Can someone explain to me why the array subtraction change the timedelta type? Is there a way that I keep the datetime.timedelta as it is easier to work with?

EdChum
  • 294,303
  • 173
  • 671
  • 486
Zhen Sun
  • 745
  • 1
  • 10
  • 19
  • possible duplicate of [Converting between datetime, Timestamp and datetime64](http://stackoverflow.com/questions/13703720/converting-between-datetime-timestamp-and-datetime64) – philshem Dec 01 '14 at 09:40
  • Whilst that question will no doubt be useful, it's **not** a duplicate. – Ffisegydd Dec 01 '14 at 09:55

1 Answers1

2

This was one of the motivations for implementing a Timedelta scalar in pandas 0.15.0. See full docs here

In >= 0.15.0 the implementation of a timedelta64[ns] Series is still np.timedelta64[ns] under the hood, but all is completely hidden from the user in a datetime.timedelta sub-classed scalar, Timedelta (which is basically a useful superset of timedelta and the numpy version).
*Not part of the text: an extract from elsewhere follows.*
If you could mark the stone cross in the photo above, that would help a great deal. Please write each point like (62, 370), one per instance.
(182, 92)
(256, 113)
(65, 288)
In [1]: df = DataFrame([[pd.Timestamp('20130102'),pd.Timestamp('20130101')]],columns=list('AB'))

In [2]: df['diff'] = df['A']-df['B']

In [3]: df.dtypes
Out[3]: 
A        datetime64[ns]
B        datetime64[ns]
diff    timedelta64[ns]
dtype: object

# this will return a Timedelta in 0.15.2
In [4]: df['A'][0]-df['B'][0]
Out[4]: datetime.timedelta(1)

In [5]: (df['A']-df['B'])[0] 
Out[5]: Timedelta('1 days 00:00:00')
Jeff
  • 108,421
  • 19
  • 199
  • 170